Jusqu'à la date limite posée par l'article 5-2-5 pour le dépôt d'une surenchère et lorsque l’intervention sur le marché est réalisée au-dessus du prix d’offre, le relèvement de ce prix à 102% au moins du prix stipulé et, au-delà, au niveau du prix effectivement payé sur le marché est automatique, quelles que soient les quantités de titres achetées et quel que soit le prix auquel elles l’ont été, sans que l’initiateur ait la faculté de modifier les autres conditions de l’offre.

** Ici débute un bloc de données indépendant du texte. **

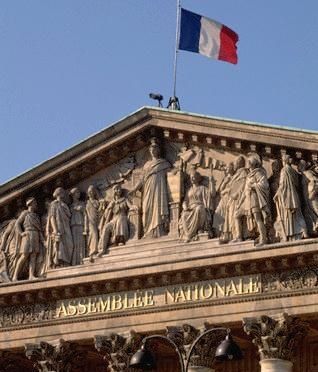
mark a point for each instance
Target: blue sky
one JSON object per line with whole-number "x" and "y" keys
{"x": 69, "y": 68}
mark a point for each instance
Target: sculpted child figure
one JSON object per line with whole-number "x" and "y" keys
{"x": 115, "y": 224}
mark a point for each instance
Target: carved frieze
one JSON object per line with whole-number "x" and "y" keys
{"x": 188, "y": 191}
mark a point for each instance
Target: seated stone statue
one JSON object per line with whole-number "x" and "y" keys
{"x": 114, "y": 225}
{"x": 196, "y": 214}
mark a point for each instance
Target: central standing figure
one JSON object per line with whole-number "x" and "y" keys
{"x": 155, "y": 207}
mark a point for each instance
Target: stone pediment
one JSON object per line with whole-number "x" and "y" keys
{"x": 159, "y": 174}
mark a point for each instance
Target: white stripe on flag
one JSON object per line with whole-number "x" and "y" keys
{"x": 209, "y": 43}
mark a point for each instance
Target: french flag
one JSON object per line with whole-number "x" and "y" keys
{"x": 202, "y": 35}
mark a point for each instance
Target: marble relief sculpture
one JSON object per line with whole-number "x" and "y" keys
{"x": 309, "y": 188}
{"x": 255, "y": 205}
{"x": 77, "y": 227}
{"x": 60, "y": 241}
{"x": 155, "y": 208}
{"x": 114, "y": 227}
{"x": 290, "y": 223}
{"x": 232, "y": 200}
{"x": 235, "y": 200}
{"x": 92, "y": 219}
{"x": 30, "y": 241}
{"x": 196, "y": 213}
{"x": 220, "y": 211}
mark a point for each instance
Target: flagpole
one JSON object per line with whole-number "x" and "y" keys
{"x": 174, "y": 102}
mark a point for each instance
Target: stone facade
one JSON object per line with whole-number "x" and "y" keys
{"x": 164, "y": 223}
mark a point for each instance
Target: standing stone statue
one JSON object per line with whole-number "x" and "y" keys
{"x": 30, "y": 240}
{"x": 92, "y": 217}
{"x": 60, "y": 241}
{"x": 290, "y": 223}
{"x": 115, "y": 226}
{"x": 309, "y": 187}
{"x": 196, "y": 216}
{"x": 255, "y": 206}
{"x": 235, "y": 199}
{"x": 155, "y": 207}
{"x": 77, "y": 226}
{"x": 220, "y": 212}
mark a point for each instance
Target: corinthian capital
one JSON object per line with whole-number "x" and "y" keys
{"x": 276, "y": 336}
{"x": 118, "y": 349}
{"x": 58, "y": 356}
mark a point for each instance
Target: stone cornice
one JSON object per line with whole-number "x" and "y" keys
{"x": 269, "y": 259}
{"x": 116, "y": 141}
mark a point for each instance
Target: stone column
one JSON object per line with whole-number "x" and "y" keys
{"x": 277, "y": 338}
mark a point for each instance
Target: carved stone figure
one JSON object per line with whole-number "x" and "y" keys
{"x": 255, "y": 201}
{"x": 60, "y": 241}
{"x": 92, "y": 217}
{"x": 276, "y": 337}
{"x": 114, "y": 227}
{"x": 290, "y": 223}
{"x": 155, "y": 207}
{"x": 196, "y": 216}
{"x": 29, "y": 244}
{"x": 220, "y": 212}
{"x": 77, "y": 226}
{"x": 235, "y": 198}
{"x": 309, "y": 187}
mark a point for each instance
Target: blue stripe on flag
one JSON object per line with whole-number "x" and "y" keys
{"x": 189, "y": 31}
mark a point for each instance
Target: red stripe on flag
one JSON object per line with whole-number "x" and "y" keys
{"x": 228, "y": 39}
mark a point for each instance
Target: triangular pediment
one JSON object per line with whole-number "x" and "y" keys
{"x": 133, "y": 132}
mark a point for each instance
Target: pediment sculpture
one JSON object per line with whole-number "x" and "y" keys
{"x": 169, "y": 189}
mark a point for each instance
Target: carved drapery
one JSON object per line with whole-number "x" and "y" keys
{"x": 276, "y": 337}
{"x": 187, "y": 191}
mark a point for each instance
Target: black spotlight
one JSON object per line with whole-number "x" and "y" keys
{"x": 228, "y": 350}
{"x": 143, "y": 359}
{"x": 157, "y": 97}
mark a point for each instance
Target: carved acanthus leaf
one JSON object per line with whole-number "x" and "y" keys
{"x": 58, "y": 357}
{"x": 275, "y": 337}
{"x": 118, "y": 349}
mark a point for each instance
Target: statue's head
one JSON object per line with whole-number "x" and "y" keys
{"x": 254, "y": 161}
{"x": 91, "y": 191}
{"x": 230, "y": 169}
{"x": 195, "y": 177}
{"x": 59, "y": 193}
{"x": 31, "y": 203}
{"x": 239, "y": 162}
{"x": 154, "y": 148}
{"x": 75, "y": 193}
{"x": 117, "y": 190}
{"x": 286, "y": 159}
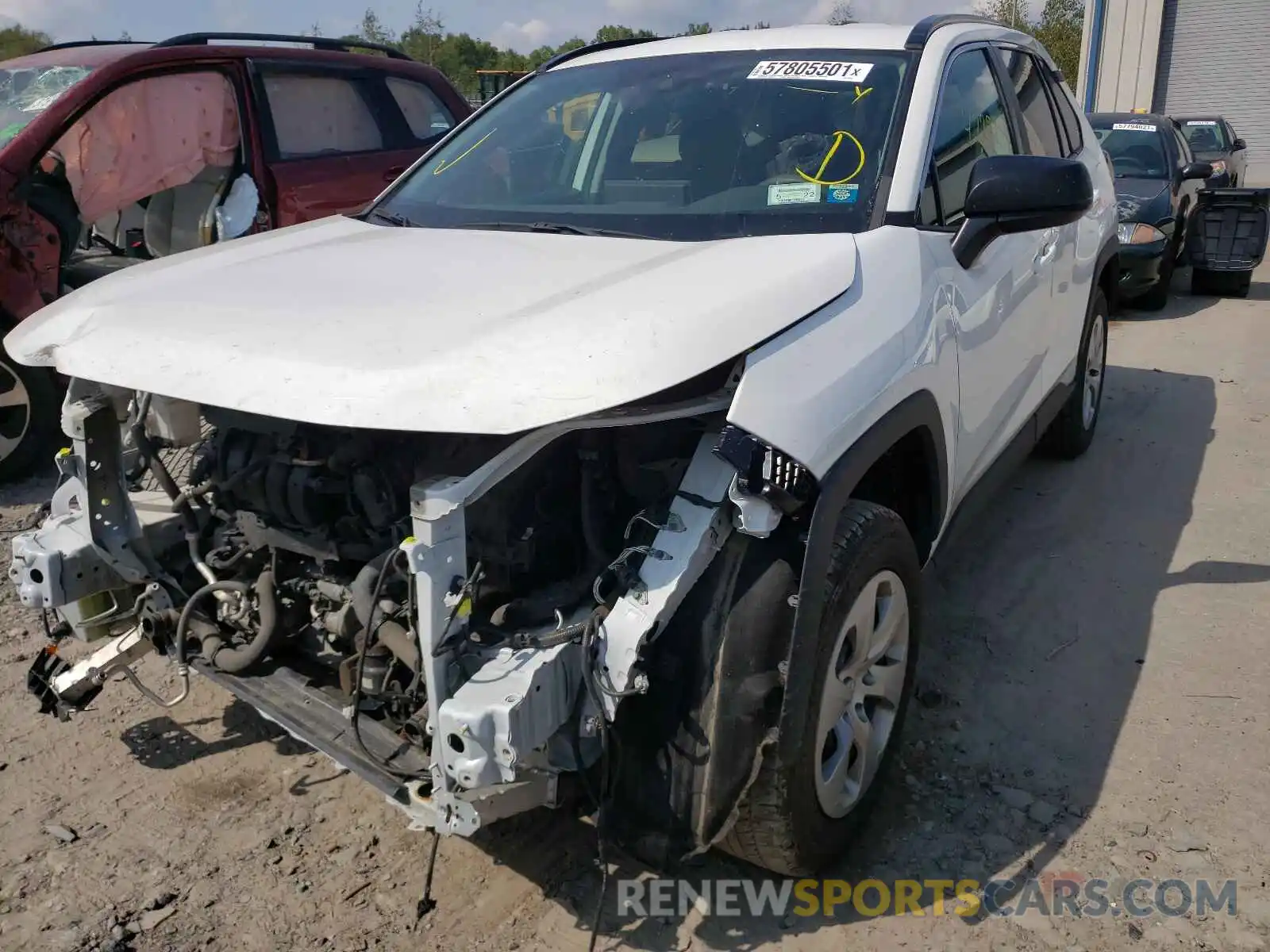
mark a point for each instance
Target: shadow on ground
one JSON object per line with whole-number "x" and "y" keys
{"x": 1039, "y": 622}
{"x": 163, "y": 744}
{"x": 1184, "y": 304}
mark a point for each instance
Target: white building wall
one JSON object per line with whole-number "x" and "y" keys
{"x": 1130, "y": 51}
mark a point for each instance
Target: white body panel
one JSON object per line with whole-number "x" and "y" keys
{"x": 348, "y": 324}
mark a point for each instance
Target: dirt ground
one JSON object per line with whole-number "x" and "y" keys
{"x": 1095, "y": 697}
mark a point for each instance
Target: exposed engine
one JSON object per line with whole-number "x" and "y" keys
{"x": 304, "y": 532}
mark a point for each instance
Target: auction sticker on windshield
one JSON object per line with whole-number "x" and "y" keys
{"x": 812, "y": 69}
{"x": 793, "y": 194}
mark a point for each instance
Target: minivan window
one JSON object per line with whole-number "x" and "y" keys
{"x": 29, "y": 92}
{"x": 1137, "y": 149}
{"x": 1206, "y": 135}
{"x": 687, "y": 148}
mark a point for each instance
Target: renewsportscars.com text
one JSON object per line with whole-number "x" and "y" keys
{"x": 1052, "y": 895}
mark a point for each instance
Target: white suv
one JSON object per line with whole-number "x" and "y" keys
{"x": 614, "y": 436}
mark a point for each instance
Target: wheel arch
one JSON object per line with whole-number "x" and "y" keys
{"x": 1106, "y": 272}
{"x": 914, "y": 425}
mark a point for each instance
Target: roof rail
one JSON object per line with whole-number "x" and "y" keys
{"x": 75, "y": 44}
{"x": 340, "y": 46}
{"x": 594, "y": 48}
{"x": 921, "y": 35}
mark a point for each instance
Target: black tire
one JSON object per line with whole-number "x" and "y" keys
{"x": 35, "y": 424}
{"x": 1070, "y": 435}
{"x": 780, "y": 824}
{"x": 1157, "y": 298}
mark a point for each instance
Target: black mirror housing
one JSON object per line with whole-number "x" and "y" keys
{"x": 1014, "y": 194}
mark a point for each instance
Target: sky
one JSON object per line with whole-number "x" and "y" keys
{"x": 521, "y": 25}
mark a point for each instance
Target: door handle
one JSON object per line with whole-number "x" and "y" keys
{"x": 1049, "y": 244}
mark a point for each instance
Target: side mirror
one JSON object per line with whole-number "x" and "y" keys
{"x": 1014, "y": 194}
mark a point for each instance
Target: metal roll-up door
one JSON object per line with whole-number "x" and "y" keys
{"x": 1213, "y": 60}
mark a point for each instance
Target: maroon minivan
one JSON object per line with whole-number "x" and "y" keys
{"x": 114, "y": 154}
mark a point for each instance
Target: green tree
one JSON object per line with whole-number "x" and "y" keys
{"x": 18, "y": 41}
{"x": 1011, "y": 13}
{"x": 1060, "y": 31}
{"x": 842, "y": 14}
{"x": 607, "y": 35}
{"x": 372, "y": 29}
{"x": 425, "y": 37}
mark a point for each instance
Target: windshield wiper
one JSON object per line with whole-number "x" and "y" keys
{"x": 548, "y": 228}
{"x": 394, "y": 219}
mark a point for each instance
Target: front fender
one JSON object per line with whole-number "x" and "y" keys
{"x": 920, "y": 413}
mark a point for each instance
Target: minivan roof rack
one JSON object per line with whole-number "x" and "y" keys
{"x": 74, "y": 44}
{"x": 594, "y": 48}
{"x": 921, "y": 35}
{"x": 340, "y": 46}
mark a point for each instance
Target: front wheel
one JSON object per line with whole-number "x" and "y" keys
{"x": 798, "y": 818}
{"x": 29, "y": 418}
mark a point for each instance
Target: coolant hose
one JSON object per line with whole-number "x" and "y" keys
{"x": 187, "y": 613}
{"x": 235, "y": 660}
{"x": 364, "y": 587}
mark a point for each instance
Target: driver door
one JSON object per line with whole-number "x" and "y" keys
{"x": 1001, "y": 304}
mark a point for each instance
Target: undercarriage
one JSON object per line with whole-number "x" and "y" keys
{"x": 455, "y": 619}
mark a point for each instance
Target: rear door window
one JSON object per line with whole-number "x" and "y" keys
{"x": 318, "y": 114}
{"x": 1039, "y": 120}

La même règle s’applique, le cas échéant, au marché des droits de souscription à une émission de titres de capital réalisée par la société visée.

 

Passé cette date et jusqu'à la publication du résultat de l'offre, l'initiateur et les personnes agissant de concert avec lui ne peuvent acheter des titres de la société visée à un prix supérieur à celui de l'offre.

 

Article 5-2-12
Arrêté du 18 décembre 2000 (Journal officiel du 17 juillet 2001)

 

Lorsque l'offre comporte en tout ou partie la remise de titres, l'initiateur et les personnes agissant de concert avec lui ainsi que la société visée et les personnes agissant de concert avec elle ne peuvent intervenir sur le marché des titres de capital ou donnant accès au capital de la société visée pendant la période d'offre.

 

Du dépôt du projet d'offre jusqu'à la clôture de l'offre, l'initiateur, la société visée et les personnes agissant de concert avec l'un ou l'autre ne peuvent non plus intervenir sur le marché des titres de capital ou donnant accès au capital émis par la société dont les titres sont proposés en échange.

 

Article 5-2-13

 

Pendant la période qui s’écoule entre la clôture de l’offre et soit la date de la communication par le Conseil de la suite positive de l’offre prévue à l’article 5-2-3, soit la date à laquelle les titres seront restitués aux intermédiaires déposants, l’initiateur et les personnes agissant de concert avec lui ne peuvent céder sur le marché des titres de la société visée.

 

Article 5-2-14
Arrêté du 18 décembre 2000 (Journal officiel du 17 juillet 2001)

 

Les règles des articles 5-2-11 à 5-2-13 sont applicables aux interventions pour compte propre effectuées par un établissement conseil de l'initiateur ou de la société visée ou présentateur de l'offre, ainsi que par toute société de leur groupe.

 

Cependant, ledit établissement est autorisé :

    - à intervenir sur les titres concernés par l’offre dans le cadre de ses activités d’arbitrage, de tenue de marché et de couverture de risques de position, dans la mesure où ces interventions s’inscrivent dans la continuité de ses pratiques habituelles et relèvent d’équipes, de moyens, d’objectifs et de responsabilités distincts de ceux mobilisés pour l’offre publique ;

     

    - à intervenir sur le marché quand il a reçu mandat de l’initiateur de mettre en place la couverture d’un risque pris par ce dernier à l’occasion de l’opération.